So I think this is why there are so few population organizations.

The only humane solution is through contraception, which is slow, but can halve the population within a generation.

I've never had bagna cauda--that's sort of a Piedmontese fondue, isn't it? My family is from the north, the Adriatic side. So lots of fish, seafood, and greens.

From what I've read, bagna cauda isn't hard to make. It would make a great excuse for a party...

 
At 11:16 AM, Blogger Robin M. said...

I'm looking at local groups that work with poor people for another reason. We just moved to a new town, and at the same time, both my kids went to school all day for the first time. So I have some more free time and fewer local connections. I want to use some of my time to connect to the groups that are already in touch with poor people.
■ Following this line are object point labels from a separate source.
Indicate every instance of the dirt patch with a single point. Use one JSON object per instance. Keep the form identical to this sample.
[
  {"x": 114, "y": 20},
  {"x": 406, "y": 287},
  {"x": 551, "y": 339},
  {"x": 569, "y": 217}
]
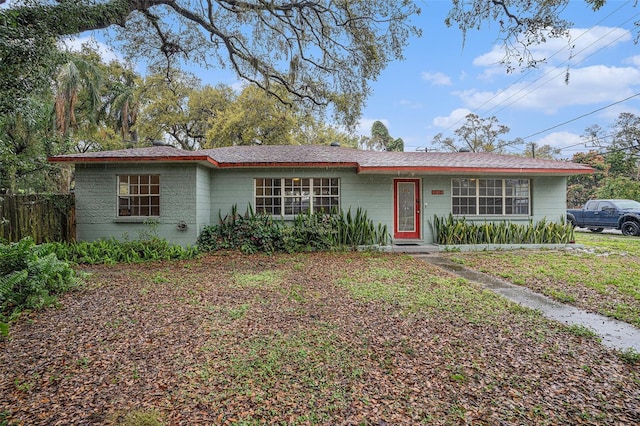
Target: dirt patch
[{"x": 303, "y": 339}]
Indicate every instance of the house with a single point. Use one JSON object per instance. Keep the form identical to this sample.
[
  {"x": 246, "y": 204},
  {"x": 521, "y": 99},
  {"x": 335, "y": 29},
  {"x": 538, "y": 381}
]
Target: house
[{"x": 117, "y": 192}]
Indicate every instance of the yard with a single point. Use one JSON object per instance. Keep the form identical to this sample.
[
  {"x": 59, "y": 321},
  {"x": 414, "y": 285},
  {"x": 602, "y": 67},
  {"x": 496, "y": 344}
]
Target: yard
[{"x": 325, "y": 338}]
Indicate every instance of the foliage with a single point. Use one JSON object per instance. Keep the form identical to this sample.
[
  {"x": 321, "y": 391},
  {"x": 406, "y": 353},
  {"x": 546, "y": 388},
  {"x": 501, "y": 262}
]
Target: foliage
[
  {"x": 620, "y": 187},
  {"x": 254, "y": 117},
  {"x": 477, "y": 135},
  {"x": 111, "y": 251},
  {"x": 252, "y": 233},
  {"x": 381, "y": 140},
  {"x": 322, "y": 53},
  {"x": 249, "y": 233},
  {"x": 321, "y": 231},
  {"x": 177, "y": 108},
  {"x": 616, "y": 163},
  {"x": 582, "y": 188},
  {"x": 457, "y": 231},
  {"x": 598, "y": 274},
  {"x": 31, "y": 277},
  {"x": 317, "y": 339},
  {"x": 522, "y": 24}
]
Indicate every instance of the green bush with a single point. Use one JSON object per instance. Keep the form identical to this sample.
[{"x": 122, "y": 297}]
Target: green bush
[
  {"x": 32, "y": 277},
  {"x": 249, "y": 233},
  {"x": 454, "y": 231},
  {"x": 111, "y": 251},
  {"x": 319, "y": 231}
]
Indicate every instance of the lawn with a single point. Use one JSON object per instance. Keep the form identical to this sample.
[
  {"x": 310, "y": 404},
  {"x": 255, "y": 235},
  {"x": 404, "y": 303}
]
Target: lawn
[
  {"x": 325, "y": 338},
  {"x": 602, "y": 275}
]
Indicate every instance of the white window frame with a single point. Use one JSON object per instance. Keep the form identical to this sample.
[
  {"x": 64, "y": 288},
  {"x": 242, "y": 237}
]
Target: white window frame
[
  {"x": 488, "y": 196},
  {"x": 290, "y": 196},
  {"x": 138, "y": 195}
]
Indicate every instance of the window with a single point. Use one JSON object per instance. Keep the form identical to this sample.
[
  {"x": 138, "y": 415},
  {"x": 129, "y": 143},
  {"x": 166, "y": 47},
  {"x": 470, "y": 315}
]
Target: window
[
  {"x": 291, "y": 196},
  {"x": 490, "y": 196},
  {"x": 138, "y": 195}
]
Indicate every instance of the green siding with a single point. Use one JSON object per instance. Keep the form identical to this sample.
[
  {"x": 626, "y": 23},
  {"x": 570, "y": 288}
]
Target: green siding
[{"x": 197, "y": 195}]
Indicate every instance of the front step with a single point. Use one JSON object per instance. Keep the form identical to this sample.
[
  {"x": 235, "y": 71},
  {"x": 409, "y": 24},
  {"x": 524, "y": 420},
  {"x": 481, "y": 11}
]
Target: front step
[{"x": 411, "y": 248}]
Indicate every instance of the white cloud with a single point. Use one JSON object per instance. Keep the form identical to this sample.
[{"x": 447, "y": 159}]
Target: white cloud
[
  {"x": 74, "y": 44},
  {"x": 456, "y": 117},
  {"x": 409, "y": 104},
  {"x": 586, "y": 86},
  {"x": 563, "y": 140},
  {"x": 437, "y": 78},
  {"x": 364, "y": 125},
  {"x": 633, "y": 60}
]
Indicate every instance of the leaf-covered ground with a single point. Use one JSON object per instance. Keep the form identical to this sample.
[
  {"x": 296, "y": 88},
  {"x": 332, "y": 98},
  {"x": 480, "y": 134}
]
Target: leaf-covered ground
[{"x": 303, "y": 339}]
I don't have much money to give away (or at least I perceive that we don't have enough) but I can be in some kind of respectful relationship with more local folks.

I live on the central coast of California, and it would be much easier to eat local here. It just costs more time and money to do. But I'm inspired by your example, Nancy. We could do better.

 
At 8:15 AM, Blogger Nancy A said...

Hi Robin

I found it didn't take long to set up buying local. It isn't always a case of going from market stall to market stall. Once we started knowing and actually seeing where the local stuff was, it was easy enough to just go there, instead of to the supermarket.

It's hard getting settled into a new town with young children. I found my best group of friends in a babysitting coop.